Впрочем, то горе преследовало людей еще долгие годы – даже если судьба оставляла им жизнь. В детстве Норик часто приходил в гости к двум сестрам-старухам. Его встречали радушно, угощали, делали подарки, посылали молоко его семье, где не держали корову. Уже став взрослым, Норик узнал подробности их жизни: изнасилованные солдатней, сестры считали, что эту грязь им уже не отмыть, что они не достойны обычной женской участи. Люди жалели их, а они сторонились всех, так и не вышли замуж. Почти никогда не расставались друг с другом, почти всегда ходили босиком, в темных платьях. Истязали себя – только вот в чем были виноваты? Он помнит, как умерли те старухи – почти одновременно; как их долго не могли схоронить: много дней подряд в горах лютовал буран. Как, наконец, трактор пробил дорогу на кладбище…
Знаю, армян иногда упрекают – нельзя иметь такую память; инстинкт самосохранения должен подсказать людям: о чем-то нужно вспоминать реже, а что-то вообще вычеркнуть из памяти, стереть навсегда. В глазах армян сразу станет меньше вековой грусти. Я думаю тогда о сепасарцах: ну что они могут поделать с собой? В ясную погоду они смотрят в сторону Арарата – туда, где остались могилы предков, непохороненные мертвецы, где, кажется им, плачут неродившиеся дети.
* * *
– Газета? – переспрашивает он. – Это вечная проблема для писателя. Испытание. Жестокий тест. Полезная (как бы то ни было) школа.
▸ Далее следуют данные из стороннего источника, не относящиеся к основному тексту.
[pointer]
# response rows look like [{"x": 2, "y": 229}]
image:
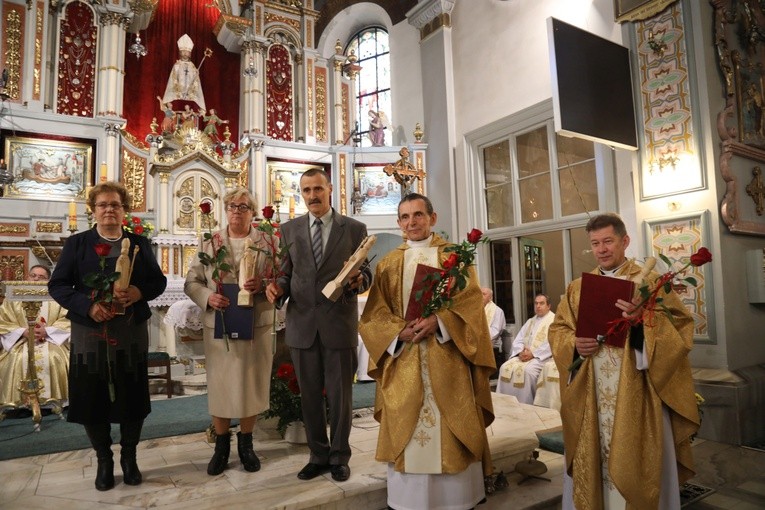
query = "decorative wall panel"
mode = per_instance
[
  {"x": 279, "y": 93},
  {"x": 670, "y": 157},
  {"x": 76, "y": 61},
  {"x": 677, "y": 239}
]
Тут я спорю с ним. Да, газета испытание для литератора, но, увы, итог заранее известен: газету надо покинуть. Она съедает время, приучает к штампам. Сколько тому примеров! Так не лучше ли их не множить? Не лучше ли вообще не начинать «опыт»? А что касается того же «изучения действительности» с помощью газеты, то не больше ли тут вреда, чем пользы: сама по себе газетная полоса противостоит объемности, многовариантности жизни…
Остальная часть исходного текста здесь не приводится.